We lunch late, even by Spanish standards, maybe it’s an early dinner. We walk past the Plaza de Toros. The ghost of young matador Pedro Romero, the quiet center of Jake’s storm, waits on the bullring sand. We cross the street and take our seats at El Burladero. A restaurant named for the protective wooden barrier in the ring, a place of strategy, escape. In “The Sun Also Rises,” Jake describes the first meal in Spain as a shock of “hors d’oeuvres, an egg course, two meat courses, vegetables, salad, and dessert and fruit. You have to drink plenty of wine to get it all down.” We do our best.
We begin with a gilda, a tiny skewer of anchovy, olive, pickled pepper and a platter of cured meats and cheeses. There are scrambled eggs with wild mushrooms, revuelto de hongos, followed by pisto, a tomato-and-eggplant stew on thick bread. We indulge in not one but two meats: carrilleras, stewed pork cheeks with red peppers, and perdiz escabechada, cold partridge preserved in vinegar and herbs with a crisp salad. We skip Robert Cohn’s plate of cold meats. For dessert, a slice of Basque cheesecake, no crust, just burnt sugar edges and silken center, served with fruit. Café con leche to finish. It’s lavish. It’s ritual. It’s the welcome Hemingway promised.
After dinner, we walk the narrow streets of the old town to Pamplona’s cathedral. The building is silent, the courtyard empty. In the novel, Jake often questions his Catholicism but still enters churches when the weight of the world catches up with him. “It was a grand religion, and I only wished I felt religious and maybe I would the next time,” he laments as his thoughts wander without aim and we can relate. The doors were heavy and carved and we push them open. It smells of incense inside and we light a candle. The motion is not absolution, but acknowledgment.

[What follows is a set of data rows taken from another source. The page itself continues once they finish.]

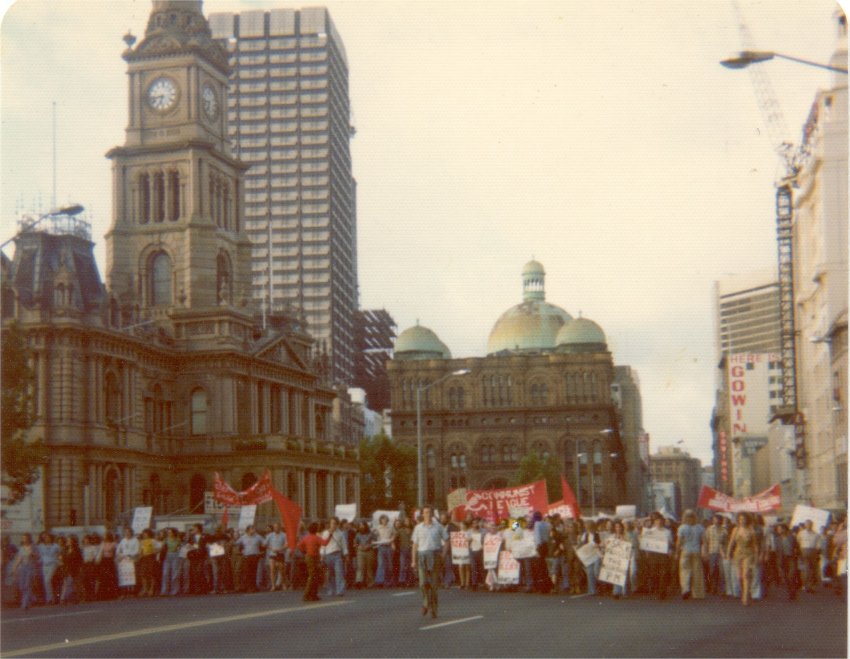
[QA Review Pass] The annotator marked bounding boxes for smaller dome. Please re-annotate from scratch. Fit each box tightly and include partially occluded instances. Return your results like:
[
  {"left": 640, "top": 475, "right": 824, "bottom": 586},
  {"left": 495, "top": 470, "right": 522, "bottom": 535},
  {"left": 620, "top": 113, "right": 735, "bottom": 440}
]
[
  {"left": 555, "top": 317, "right": 607, "bottom": 351},
  {"left": 522, "top": 259, "right": 546, "bottom": 275},
  {"left": 394, "top": 325, "right": 452, "bottom": 359}
]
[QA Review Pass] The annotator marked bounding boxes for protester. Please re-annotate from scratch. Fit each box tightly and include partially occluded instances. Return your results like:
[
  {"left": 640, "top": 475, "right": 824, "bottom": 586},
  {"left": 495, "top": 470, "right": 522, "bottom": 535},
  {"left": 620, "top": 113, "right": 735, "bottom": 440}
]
[
  {"left": 676, "top": 510, "right": 705, "bottom": 600},
  {"left": 727, "top": 513, "right": 759, "bottom": 606}
]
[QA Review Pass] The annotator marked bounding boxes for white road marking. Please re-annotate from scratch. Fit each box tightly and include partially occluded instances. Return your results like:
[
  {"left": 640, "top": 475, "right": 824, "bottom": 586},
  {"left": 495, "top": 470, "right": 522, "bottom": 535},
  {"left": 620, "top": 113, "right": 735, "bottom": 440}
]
[
  {"left": 419, "top": 616, "right": 484, "bottom": 631},
  {"left": 3, "top": 600, "right": 351, "bottom": 657},
  {"left": 2, "top": 609, "right": 103, "bottom": 625}
]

It’s lavish. It’s ritual. It’s the welcome Hemingway promised.
We step back out into the cool night, amble back to the center and take a seat in front of the arcade at Café Iruña. The square is quiet, no garlic wreaths, no romping crowd, no fiesta. Not yet. Just the clink of glasses and the shuffle of a waiter’s shoes. We order vermút and watch the lights in the windows of La Perla flicker on in time with the tall streetlamps above the plaza.

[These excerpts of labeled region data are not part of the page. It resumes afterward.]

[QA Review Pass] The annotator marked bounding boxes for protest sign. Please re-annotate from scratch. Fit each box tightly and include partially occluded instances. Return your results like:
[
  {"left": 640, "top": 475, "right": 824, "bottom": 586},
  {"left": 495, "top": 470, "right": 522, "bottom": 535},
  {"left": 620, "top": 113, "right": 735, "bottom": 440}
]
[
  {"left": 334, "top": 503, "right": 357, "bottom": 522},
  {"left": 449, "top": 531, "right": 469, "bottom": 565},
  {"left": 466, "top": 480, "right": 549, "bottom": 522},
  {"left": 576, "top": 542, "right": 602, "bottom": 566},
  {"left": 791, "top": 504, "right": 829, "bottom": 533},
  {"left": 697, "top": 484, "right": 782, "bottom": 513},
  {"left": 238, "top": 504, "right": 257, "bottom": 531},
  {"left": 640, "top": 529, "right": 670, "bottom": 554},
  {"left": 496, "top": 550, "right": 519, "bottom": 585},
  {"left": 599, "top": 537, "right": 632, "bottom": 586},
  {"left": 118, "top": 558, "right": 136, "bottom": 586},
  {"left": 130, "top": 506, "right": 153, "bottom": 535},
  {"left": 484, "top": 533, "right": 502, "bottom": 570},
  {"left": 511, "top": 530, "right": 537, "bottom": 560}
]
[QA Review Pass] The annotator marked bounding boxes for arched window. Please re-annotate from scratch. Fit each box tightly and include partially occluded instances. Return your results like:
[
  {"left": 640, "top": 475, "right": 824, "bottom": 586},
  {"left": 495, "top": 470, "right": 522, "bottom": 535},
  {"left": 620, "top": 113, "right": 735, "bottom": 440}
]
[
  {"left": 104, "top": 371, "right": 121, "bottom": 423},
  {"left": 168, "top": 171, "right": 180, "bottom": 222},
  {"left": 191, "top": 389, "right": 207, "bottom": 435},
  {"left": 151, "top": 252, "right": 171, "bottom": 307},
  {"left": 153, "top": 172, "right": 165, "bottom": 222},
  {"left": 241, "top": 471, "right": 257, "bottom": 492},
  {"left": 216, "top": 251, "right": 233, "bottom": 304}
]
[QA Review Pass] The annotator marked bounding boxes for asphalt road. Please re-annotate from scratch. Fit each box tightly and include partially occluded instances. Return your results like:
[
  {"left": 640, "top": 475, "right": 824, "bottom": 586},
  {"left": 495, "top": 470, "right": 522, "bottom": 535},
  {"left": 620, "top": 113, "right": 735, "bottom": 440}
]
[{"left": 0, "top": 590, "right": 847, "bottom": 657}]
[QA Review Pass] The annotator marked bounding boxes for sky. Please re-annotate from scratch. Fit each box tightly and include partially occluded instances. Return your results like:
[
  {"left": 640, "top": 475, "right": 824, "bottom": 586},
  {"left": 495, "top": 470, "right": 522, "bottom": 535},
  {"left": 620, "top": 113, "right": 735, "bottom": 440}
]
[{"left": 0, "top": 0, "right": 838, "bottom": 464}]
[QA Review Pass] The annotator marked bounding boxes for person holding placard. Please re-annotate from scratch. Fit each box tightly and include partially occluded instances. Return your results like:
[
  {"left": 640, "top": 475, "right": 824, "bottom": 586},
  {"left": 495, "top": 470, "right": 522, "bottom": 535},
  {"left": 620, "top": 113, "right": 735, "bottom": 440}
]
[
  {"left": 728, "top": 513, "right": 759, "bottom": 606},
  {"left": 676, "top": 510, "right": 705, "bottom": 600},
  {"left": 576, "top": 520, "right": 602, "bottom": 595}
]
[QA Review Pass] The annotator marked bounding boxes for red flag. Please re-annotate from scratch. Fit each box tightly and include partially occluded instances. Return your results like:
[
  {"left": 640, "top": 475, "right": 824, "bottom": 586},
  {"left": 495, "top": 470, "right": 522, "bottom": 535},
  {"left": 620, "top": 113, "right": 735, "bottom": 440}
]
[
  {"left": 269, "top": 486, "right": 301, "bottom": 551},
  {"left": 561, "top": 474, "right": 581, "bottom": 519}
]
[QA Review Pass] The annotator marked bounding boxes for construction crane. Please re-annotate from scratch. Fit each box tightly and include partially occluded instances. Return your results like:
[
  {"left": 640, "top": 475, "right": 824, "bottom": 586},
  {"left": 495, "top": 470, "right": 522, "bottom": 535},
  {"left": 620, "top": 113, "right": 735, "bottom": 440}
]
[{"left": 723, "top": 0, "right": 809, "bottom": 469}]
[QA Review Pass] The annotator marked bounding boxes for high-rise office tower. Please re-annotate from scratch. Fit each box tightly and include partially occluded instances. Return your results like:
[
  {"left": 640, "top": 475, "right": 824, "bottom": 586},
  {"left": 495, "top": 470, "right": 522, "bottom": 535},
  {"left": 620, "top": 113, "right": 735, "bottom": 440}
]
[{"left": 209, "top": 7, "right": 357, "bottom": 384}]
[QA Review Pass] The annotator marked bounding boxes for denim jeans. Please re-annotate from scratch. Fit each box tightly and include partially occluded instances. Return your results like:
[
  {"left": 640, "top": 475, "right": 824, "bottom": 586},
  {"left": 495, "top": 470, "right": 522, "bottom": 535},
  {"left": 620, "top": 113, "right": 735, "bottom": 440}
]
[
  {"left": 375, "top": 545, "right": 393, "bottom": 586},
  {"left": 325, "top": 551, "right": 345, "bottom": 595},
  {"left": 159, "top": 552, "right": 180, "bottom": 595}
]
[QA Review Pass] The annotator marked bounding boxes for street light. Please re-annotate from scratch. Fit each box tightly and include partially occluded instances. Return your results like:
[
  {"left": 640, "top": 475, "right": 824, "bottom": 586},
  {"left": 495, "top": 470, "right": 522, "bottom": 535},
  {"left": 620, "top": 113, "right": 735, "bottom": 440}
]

The next morning, We rise early for toast and marmalade and strong coffee at the same seat at Café Iruña, a nod to Jake and Bill’s breakfast at the hostal in Burguete. Then, we drive into the mountains to see it ourselves. On the road rising to the Pyrenees, we stop at a posada, a roadside inn where strings of chorizo and peppers hang like wind chimes above the bar. We drink cortados and observe the quiet trade of bread, wine, and words among Basque locals. This is the Spain Hemingway loved, humble, enduring, built for utility and warmth.
Farther on, through wooded curves and at the edge of the rise, Burguete. The town is shuttered. Its windows closed tight against the Autumn wind. We park and stroll past the inn where Jake and Bill stayed, the café closed for the afternoon. Then down the street, past the church, along the first legs of the Camino de Santiago. Among a dozen, we meet two pilgrims from the States, boots barely muddied, walking sticks barely warmed. We nod, exchange stories. They continue west.
We ponder the hours-long walk to the town of Aribe and Hemingway’s fishing spot along the Irati River. “That’s a hell of a hike,” we agree in our best Bill Gorton voice and choose the short drive instead. We park with a view of the village church steeple backed by steely limestone peaks of the Pyrenees and lunch at a bar some feet away. Smoked trout and white bean salad, a gesture to Jake’s hostel in Burguete whose open hours we missed.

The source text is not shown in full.